“For me, the Taliban is on the inside of the building,” he said.
At the same time, State Department officials insisted security at the Benghazi consulate was adequate.
“We had the correct number of assets in Benghazi at the time of 9/11,” said Charlene Lamb, deputy assistant secretary for diplomatic security.
Four dead Americans argue against that assessment. The reduction of the consulate to a smoldering ruin and the murder of our ambassador suggest that security was not adequate.
This debacle demands answers. Why were the requests of our diplomats in Libya for more security denied? Who placed more weight on Libyan sensibilities than our diplomats’ safety? Who failed to recognize that 9/11 is a likely time for terrorist strikes? When did the president know the truth about the attack, and did he keep that information from the American people?

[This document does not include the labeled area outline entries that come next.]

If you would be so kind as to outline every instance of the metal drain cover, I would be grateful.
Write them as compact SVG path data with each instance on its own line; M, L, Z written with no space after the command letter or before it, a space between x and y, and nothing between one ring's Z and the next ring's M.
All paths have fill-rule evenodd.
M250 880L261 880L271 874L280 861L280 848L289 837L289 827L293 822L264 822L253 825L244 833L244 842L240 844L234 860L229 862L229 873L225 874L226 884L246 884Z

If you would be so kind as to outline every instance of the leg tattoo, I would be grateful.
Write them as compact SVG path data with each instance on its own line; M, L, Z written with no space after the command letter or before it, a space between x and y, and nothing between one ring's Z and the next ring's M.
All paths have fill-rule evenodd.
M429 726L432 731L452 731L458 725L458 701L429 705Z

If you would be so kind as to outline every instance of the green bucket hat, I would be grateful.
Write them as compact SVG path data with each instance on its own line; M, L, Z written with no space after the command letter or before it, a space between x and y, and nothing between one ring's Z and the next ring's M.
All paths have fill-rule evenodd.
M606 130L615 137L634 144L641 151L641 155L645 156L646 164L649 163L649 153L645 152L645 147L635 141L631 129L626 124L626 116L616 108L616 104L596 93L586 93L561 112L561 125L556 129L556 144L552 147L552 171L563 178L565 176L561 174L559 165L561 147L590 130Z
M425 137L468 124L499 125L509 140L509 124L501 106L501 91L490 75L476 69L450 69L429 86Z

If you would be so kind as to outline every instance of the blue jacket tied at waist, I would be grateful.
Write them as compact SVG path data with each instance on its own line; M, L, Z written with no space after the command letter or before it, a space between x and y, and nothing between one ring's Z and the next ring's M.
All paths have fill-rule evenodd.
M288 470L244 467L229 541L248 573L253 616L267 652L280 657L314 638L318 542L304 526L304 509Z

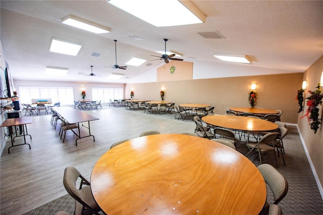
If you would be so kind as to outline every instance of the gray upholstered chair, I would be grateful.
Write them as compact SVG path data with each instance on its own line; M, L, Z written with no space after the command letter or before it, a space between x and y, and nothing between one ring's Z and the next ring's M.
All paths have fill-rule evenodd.
M274 202L266 202L266 206L270 204L277 204L285 197L288 191L288 183L285 177L272 165L260 165L257 167L269 186L274 196Z
M198 136L194 132L191 132L190 131L181 131L179 133L180 134L185 134L186 135L191 135L191 136L195 136L195 137L197 137Z
M275 148L273 145L273 143L276 140L279 136L279 133L278 132L268 133L261 137L257 142L247 143L246 145L249 148L250 150L246 154L246 156L247 156L252 152L255 152L253 153L253 159L254 159L256 155L258 155L260 164L262 164L261 154L265 154L269 151L273 151L276 165L278 166ZM257 154L256 152L258 152L258 154Z
M77 184L79 179L80 186L78 188ZM99 211L102 210L92 195L90 182L75 167L65 168L63 182L67 192L76 200L75 214L99 214Z
M198 131L195 132L195 134L196 134L198 136L210 139L214 138L214 134L208 131L205 130L204 129L204 127L202 125L202 123L201 122L197 120L194 121L194 122L195 122L196 127L198 129Z
M143 137L144 136L152 135L153 134L159 134L160 133L158 131L154 130L148 130L145 131L141 132L140 137Z
M234 144L228 141L222 140L221 139L212 139L211 140L220 143L223 145L226 145L227 146L230 147L230 148L233 148L234 150L237 150Z
M126 142L126 141L127 141L128 140L129 140L129 139L125 139L125 140L120 140L119 141L115 142L112 145L111 145L111 146L110 146L110 149L111 149L114 147L116 147L117 145L120 145L121 143L123 143L125 142Z
M235 146L237 144L236 135L232 131L223 128L216 128L213 131L214 138L229 141Z
M259 215L283 215L283 211L277 204L271 204L262 208Z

According to Obama campaign officials and its supporters, these questions should not even be asked.
Stephanie Cutter, Obama’s deputy campaign manager, insisted last week that the “entire reason” the Benghazi attack is in the news is because the Romney-Ryan campaign keeps talking about it.
“It’s a big part of their stump speech, and it’s reckless and irresponsible,” Cutter said in a CNN interview.
Similarly, Democratic National Committee Chairman Debbie Wasserman Schultz told CNN’s Piers Morgan that it’s “un-American” for Republicans to be questioning the president on his Libyan disaster.
Republicans strategists such as Rudy Giuliani have admitted the Libya issue is one that the Romney campaign can score political points from, and therefore attacks on this issue against Obama will continue.
So, not surprisingly, politics is at play. But talking about a foreign policy blunder during a presidential campaign isn’t “reckless and irresponsible.” It’s how the American people sort out which candidate is best qualified to run the nation.
It is “fair game.” Americans deserve to know whether safety at other embassies is being sacrificed in order to artificially soothe tensions.